Barcelona, 15 de abril de 2020, 4:02am.
Pensar. Eso es lo que más hago últimamente. Pensar en cuántas cosas me gustaría escribir para que salieran de mi cabeza...
La primera que se me viene a la mente es pensar en las oportunidades. En las oportunidades que no nos dan. Porque estoy de acuerdo en que para que te den oportunidades, primero tienes que ganártelas. Y vuelvo a pensar, ¿hasta cuando hay que estar ganándose oportunidades? También estoy de acuerdo en que con el orgullo no se llega a ninguna parte pero, ¿distinguimos el orgullo del amor propio?. Tengo muchas preguntas que no soy capaz de contestar. Quizás sea por la cuartentena, o quizás es que nunca antes había tenido tanto tiempo para estar conmigo misma. Quizás sea una oportunidad, no lo sé.

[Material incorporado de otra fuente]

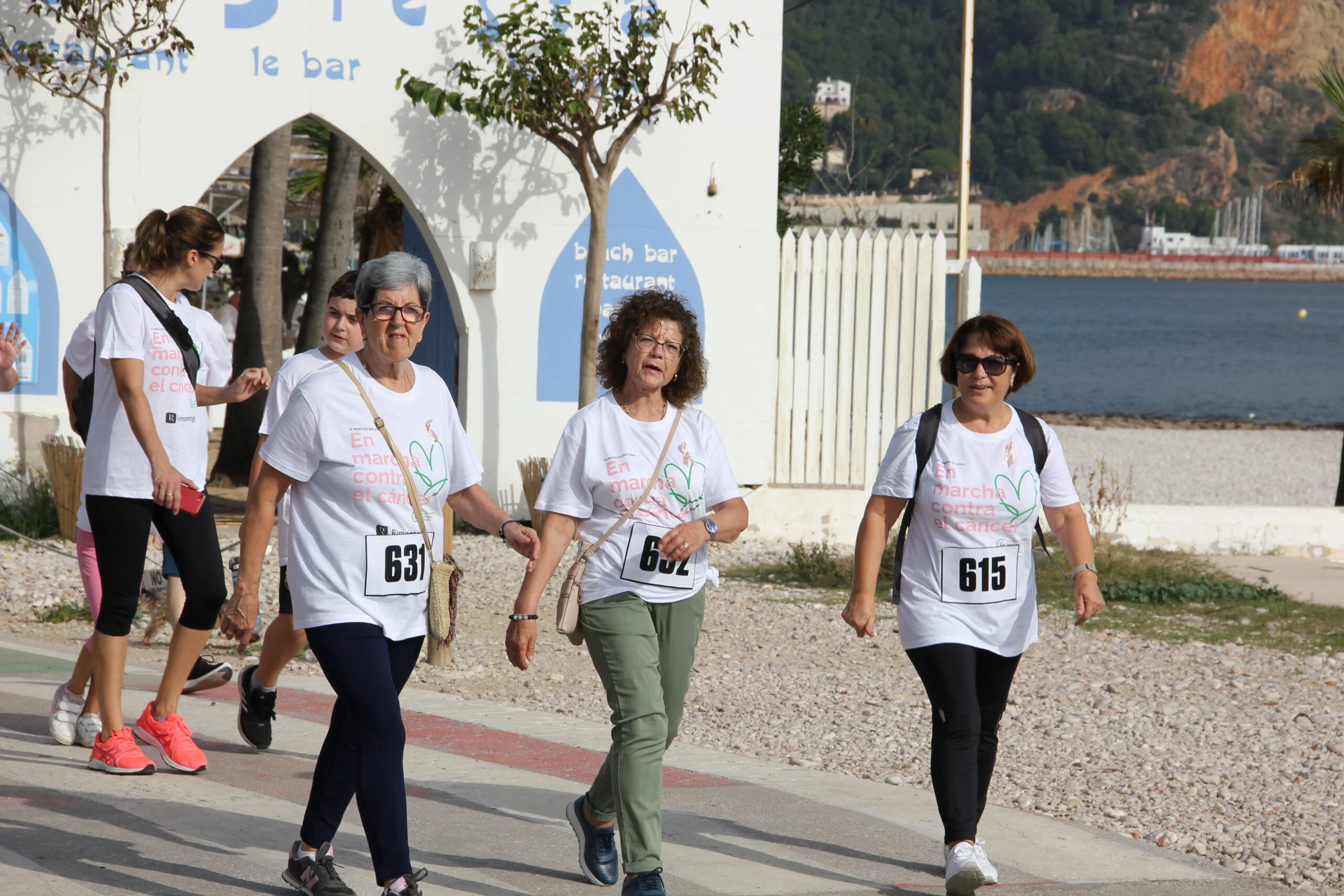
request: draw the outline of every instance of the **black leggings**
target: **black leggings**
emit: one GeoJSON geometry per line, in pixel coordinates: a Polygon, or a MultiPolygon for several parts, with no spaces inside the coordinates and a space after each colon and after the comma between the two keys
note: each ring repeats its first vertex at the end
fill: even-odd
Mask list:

También pienso mucho en la vocación personal. ¿Tenemos todos una? ¿Me pregunto esto porque no la he encontrado? Esto último para mí es un "shock". No hay una escuela que te enseñe a tener vocación por algo. ¿Será algo innato o algo que se adquiere al ir formando la personalidad? Y de ser adquirida, ¿habrá una edad límite (en plan: vocación válida hasta el 15 de abril del puto año 2020)? Tampoco tengo respuesta para ninguna de esas preguntas. De momento sólo pienso.
Y también pienso en la vida. Y en la muerte. ¡Cómo no hacerlo en los tiempos que corren!. Sin embargo, me pasa algo curioso: cuando pienso en vida, lo primero que se me pasa por la cabeza suelen ser perros; pero cuando pienso en la muerte siempre pienso en seres humanos. ¿Por qué? Ni idea. O sí. Ya lo pensaré.
Quizás pienso mucho, pero es lo que más hago últimamente. ¿Encontraré alguna respuesta?